Cross Country Health, a provider of temporary healthcare staffing, has a strong track record in its industry as well as a good competitive position, but the company's operating focus is not diversified. This lack of diversity makes the company more vulnerable to material adverse changes, such as a shift in regulation, contributing to Standard & Poor's BB- rating to Cross Country's new $200 million credit facility. The facility includes a $125 million "B" term loan and a $75 million revolver.
Offsetting Cross Country's narrow focus is its modest leverage multiple of about two times. In addition, under the terms of the new credit agreement the company must maintain a maximum total debt-to-EBITDA of 2.5 times. "They are not heavily leveraged," noted Jill Unferth, Standard & Poor's analyst. "If there were swings in their demand patterns, they need a little bit of cushion to offset their narrower operating focus." The demand for Cross Country's services is softening due to weak economic conditions as nurses increase the number of shifts worked and hospitals stretch the resources of their permanent staff. But the outlook in the long-term is good with a nursing shortage and an aging and growing U.S. population among the factors likely to contribute to demand. The trends look favorable both for the hospital industry and Cross Country's services, said Unferth.
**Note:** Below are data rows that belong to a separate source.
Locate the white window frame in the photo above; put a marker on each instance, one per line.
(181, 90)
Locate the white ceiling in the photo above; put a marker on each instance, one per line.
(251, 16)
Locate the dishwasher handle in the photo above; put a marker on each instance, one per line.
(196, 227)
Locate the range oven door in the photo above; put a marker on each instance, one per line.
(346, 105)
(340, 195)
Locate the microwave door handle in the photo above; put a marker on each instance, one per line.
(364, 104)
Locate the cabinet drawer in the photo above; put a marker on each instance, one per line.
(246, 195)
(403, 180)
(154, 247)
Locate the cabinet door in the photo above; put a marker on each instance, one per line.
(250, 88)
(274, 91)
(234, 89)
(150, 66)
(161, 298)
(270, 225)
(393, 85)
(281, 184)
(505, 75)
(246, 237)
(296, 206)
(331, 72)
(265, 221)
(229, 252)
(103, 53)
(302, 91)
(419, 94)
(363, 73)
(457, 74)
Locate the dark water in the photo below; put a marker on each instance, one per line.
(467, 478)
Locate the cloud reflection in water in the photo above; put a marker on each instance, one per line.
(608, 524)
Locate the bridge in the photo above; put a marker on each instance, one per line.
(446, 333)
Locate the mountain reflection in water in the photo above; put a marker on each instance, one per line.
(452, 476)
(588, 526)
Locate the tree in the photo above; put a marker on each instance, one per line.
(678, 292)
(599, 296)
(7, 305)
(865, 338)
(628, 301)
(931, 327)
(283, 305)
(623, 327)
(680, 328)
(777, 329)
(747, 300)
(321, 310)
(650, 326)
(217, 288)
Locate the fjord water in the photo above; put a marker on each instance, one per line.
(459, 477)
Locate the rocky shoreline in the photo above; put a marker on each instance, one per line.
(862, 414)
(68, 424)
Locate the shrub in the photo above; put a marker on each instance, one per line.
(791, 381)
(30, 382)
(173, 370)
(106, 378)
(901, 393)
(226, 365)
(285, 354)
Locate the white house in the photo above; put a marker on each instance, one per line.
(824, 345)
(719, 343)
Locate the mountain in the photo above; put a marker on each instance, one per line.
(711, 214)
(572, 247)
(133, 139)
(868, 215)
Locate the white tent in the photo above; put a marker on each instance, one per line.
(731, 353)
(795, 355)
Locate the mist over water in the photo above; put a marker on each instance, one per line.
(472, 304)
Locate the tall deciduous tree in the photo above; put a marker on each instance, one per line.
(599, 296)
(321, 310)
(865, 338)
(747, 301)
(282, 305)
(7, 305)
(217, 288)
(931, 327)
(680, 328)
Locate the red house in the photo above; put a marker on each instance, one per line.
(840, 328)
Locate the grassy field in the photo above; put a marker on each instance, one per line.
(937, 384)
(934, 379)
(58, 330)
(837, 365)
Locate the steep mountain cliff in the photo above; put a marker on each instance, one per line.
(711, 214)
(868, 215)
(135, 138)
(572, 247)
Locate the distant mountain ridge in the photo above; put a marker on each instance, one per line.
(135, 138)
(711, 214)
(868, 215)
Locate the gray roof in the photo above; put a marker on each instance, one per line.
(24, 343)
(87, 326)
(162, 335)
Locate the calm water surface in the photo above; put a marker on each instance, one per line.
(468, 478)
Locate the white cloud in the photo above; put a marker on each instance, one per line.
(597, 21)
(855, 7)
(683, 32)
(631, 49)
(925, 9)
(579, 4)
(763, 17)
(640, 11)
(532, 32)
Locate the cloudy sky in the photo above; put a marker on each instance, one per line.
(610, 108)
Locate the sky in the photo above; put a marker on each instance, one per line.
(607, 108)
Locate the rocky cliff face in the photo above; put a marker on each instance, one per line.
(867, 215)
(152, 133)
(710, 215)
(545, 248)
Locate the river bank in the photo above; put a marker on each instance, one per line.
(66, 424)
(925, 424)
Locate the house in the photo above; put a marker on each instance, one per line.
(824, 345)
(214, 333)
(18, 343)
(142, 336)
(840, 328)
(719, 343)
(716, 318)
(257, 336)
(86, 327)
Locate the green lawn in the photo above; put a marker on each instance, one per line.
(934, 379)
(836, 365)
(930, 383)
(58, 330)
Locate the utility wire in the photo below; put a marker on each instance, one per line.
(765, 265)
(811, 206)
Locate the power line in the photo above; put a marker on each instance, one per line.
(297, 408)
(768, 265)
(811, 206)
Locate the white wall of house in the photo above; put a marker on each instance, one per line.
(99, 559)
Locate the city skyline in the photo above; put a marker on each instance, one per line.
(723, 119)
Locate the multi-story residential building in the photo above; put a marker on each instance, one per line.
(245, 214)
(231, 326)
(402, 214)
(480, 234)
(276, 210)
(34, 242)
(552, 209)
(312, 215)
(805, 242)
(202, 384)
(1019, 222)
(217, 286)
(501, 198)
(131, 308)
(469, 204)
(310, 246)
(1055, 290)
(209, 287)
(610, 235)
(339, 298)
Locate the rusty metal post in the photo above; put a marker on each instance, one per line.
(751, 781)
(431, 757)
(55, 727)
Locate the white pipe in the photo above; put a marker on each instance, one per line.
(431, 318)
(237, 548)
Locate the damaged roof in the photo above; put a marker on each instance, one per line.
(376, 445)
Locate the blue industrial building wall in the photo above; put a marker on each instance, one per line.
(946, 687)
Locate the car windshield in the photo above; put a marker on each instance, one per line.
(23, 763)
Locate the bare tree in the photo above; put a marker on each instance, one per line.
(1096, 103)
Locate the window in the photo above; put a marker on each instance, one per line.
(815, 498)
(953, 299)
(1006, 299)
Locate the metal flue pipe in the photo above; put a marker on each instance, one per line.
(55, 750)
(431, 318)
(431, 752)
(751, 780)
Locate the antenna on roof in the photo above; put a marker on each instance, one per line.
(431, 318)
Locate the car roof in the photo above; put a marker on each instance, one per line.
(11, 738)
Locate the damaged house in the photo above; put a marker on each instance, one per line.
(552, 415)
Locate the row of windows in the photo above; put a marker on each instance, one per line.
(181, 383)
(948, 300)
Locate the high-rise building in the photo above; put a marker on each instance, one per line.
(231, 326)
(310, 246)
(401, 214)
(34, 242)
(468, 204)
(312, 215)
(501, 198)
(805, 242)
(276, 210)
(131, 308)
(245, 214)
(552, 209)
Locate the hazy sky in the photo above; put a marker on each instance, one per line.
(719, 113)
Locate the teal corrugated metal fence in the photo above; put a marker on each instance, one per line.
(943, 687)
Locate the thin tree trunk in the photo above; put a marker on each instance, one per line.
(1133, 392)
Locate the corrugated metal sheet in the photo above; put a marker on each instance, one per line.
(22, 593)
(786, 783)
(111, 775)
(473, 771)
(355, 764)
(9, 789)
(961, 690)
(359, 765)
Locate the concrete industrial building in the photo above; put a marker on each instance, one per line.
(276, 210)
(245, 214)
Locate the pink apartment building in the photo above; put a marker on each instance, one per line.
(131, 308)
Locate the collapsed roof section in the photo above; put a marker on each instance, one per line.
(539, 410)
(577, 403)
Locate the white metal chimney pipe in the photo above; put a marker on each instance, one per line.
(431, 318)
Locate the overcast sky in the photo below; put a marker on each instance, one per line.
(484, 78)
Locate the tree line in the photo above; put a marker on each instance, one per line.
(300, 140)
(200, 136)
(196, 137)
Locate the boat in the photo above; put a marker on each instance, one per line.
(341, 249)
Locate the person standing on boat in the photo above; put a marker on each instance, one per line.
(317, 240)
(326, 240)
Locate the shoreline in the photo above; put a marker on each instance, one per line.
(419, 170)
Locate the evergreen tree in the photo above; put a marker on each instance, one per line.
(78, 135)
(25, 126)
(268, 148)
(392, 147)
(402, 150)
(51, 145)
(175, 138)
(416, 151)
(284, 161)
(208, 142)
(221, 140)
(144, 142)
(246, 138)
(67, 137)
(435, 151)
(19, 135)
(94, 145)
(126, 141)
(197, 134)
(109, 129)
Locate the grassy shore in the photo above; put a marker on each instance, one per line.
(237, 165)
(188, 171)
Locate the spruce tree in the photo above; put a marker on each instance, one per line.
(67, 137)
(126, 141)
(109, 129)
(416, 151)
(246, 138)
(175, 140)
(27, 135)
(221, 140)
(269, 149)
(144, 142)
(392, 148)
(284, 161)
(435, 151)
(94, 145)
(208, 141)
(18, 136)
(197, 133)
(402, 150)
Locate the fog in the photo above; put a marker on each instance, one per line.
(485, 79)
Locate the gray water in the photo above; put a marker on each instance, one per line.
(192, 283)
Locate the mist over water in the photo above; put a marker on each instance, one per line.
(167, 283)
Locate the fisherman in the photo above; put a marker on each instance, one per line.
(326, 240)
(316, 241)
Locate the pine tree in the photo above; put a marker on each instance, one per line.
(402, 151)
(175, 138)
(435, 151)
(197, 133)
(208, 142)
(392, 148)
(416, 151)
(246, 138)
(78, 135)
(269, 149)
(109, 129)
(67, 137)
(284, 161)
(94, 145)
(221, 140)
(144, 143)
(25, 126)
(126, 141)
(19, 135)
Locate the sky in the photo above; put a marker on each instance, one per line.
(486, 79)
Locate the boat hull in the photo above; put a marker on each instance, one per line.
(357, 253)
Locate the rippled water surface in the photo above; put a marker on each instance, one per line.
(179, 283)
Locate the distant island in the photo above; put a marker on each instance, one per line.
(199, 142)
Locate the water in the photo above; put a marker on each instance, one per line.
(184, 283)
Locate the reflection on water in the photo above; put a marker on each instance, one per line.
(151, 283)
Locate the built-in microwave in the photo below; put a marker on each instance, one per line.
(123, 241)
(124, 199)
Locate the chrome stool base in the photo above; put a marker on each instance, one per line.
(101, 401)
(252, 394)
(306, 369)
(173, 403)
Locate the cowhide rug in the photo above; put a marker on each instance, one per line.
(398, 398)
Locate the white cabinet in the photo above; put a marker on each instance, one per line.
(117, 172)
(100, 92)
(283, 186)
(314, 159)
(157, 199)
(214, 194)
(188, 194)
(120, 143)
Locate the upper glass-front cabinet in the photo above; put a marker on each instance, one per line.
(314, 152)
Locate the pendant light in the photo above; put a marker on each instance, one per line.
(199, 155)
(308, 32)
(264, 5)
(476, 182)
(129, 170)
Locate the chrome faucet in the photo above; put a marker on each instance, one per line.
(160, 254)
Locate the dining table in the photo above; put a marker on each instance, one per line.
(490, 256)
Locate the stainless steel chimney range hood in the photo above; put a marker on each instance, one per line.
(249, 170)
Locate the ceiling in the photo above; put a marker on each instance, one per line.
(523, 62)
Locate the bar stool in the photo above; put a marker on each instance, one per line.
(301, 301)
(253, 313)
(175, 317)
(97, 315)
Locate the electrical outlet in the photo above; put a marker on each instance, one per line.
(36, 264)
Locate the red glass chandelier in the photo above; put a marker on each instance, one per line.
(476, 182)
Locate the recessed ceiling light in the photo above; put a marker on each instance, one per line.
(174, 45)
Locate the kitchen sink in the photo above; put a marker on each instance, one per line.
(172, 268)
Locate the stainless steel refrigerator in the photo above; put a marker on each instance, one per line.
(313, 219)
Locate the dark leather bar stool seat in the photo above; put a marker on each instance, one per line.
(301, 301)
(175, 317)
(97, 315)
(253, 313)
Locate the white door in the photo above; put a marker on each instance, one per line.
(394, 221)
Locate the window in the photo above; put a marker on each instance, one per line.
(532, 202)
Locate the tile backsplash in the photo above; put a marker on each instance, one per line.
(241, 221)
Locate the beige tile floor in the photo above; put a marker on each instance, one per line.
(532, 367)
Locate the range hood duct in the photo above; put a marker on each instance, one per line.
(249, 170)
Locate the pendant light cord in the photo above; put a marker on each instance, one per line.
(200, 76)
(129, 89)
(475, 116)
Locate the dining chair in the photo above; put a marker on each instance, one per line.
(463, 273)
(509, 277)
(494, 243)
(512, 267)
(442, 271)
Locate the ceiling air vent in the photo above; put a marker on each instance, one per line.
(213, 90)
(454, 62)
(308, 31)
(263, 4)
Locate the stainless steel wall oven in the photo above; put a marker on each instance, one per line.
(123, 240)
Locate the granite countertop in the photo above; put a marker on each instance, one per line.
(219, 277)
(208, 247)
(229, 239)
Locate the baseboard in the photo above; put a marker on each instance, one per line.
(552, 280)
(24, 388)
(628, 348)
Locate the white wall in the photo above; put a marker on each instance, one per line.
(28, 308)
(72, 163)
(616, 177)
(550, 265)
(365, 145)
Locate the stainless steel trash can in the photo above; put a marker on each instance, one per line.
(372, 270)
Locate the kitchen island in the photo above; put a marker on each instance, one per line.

Cross Country has announced its intention to acquire the assets of Med-Staff for $104 million in cash, plus an earn-out provision up to a maximum of $37.5 million based on 2003 performance. Post-acquisition, Cross Country will be the nation's largest provider of temporary healthcare staffing. A portion of the new credit facility will be used to fund the acquisition and S&P believes that the company will also use the debt to finance future acquisitions. Moderate-sized debt financed acquisitions have been factored into the current rating with no near-term acquisitions expected until the integration of Med-Staff is complete. S&P does note, however, that management has a history of acquiring operations and then de-levering. Calls to Emil Hensel, Cross Country cfo, were not returned by press time.